On notera de plus qu’aucun service de surveillance de l’espace (The Meteoritical Society par exemple) n’a signalé la chute d’une météorite autour de Iekaterinburg le 14 novembre 2014 ! Il aurait pourtant été extrêmement facile d’identifier le météore qui aurait causé ce flash s’il s’était agit d’un tel objet ! Aucune autre explication raisonnable que le test nucléaire ne reste donc à disposition ! Simplement, personne parmi les personnes ayant vu la vidéo n’y a vraiment pensé car cela paraissait tellement impossible, tellement déraisonnable de nos jours qu’on fasse encore des essais nucléaires que l’hypothèse était tout simplement impensable…

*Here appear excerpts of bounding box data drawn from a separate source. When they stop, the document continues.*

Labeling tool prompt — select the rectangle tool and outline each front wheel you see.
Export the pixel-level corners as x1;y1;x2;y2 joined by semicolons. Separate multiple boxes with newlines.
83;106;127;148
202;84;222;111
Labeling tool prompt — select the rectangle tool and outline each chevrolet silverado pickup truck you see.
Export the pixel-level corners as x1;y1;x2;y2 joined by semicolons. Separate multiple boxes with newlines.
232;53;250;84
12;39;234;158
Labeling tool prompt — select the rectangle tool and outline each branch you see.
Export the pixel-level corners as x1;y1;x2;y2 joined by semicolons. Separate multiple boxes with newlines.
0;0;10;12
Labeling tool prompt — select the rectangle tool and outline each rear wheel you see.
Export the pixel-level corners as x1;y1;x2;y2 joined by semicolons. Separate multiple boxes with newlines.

  1. Un test nucléaire spatial est idéal pour contourner les détecteurs. Même les radionucléides ne peuvent être détectés car ceux-ci sont dispersés par les vents de très haute altitude, bien loin des récepteurs destinés à recueillir les produits de fission sur Terre. Mais le Traité d’interdiction partielle des essais nucléaires, dont la Russie est membre, interdit depuis 1963 les essais nucléaires extra-atmosphériques. Notons que les tests spatiaux ne sont surveillés que par les 33 satellites GPS américains : le réseau international indépendant de plus de 500 stations de surveillance de l’Organisation du Traité d’interdiction totale des essais atomiques (CTBTO) ne s’intéresse pas aux essais nucléaires spatiaux, considérés trop peu probables car requérant de trop importantes capacités technologiques ! Peu probable… sauf en Russie ? En tout cas si le CTBTO avait détecté l’essai il aurait donné l’alerte au niveau international, alors que les Américains n’ont aucune raison de le faire, et peut-être intérêt à garder l’information confidentielle pour ne pas déstabiliser encore plus le jeu géopolitique. Ou peut-être ont-ils simplement manqué le test ? Quand on voit comment, par exemple, est gérée la flotte nucléaire britannique (cf. rapport Wikileaks) on peut se poser la question… Il est connu que les zones polaires sont plus ou moins “hors d’atteinte” des satellites GPS, et Iekaterinburg n’en est pas si éloignée. De plus ces satellites sont-ils réellement prêts à surveiller les essais nucléaires spatiaux ? Ne sont-ils pas un peu concentrés sur la surveillance du sous-sol, utilisé par des pays comme la Corée du Nord pour dissimuler leurs tests ?

Rappelons que le 29 août est la journée internationale contre les essais nucléaires. Ce combat parait daté mais s’avère en fait d’une actualité urgente. Il faut condamner internationalement les agissements de la Russie et demander le désarmement nucléaire mondial.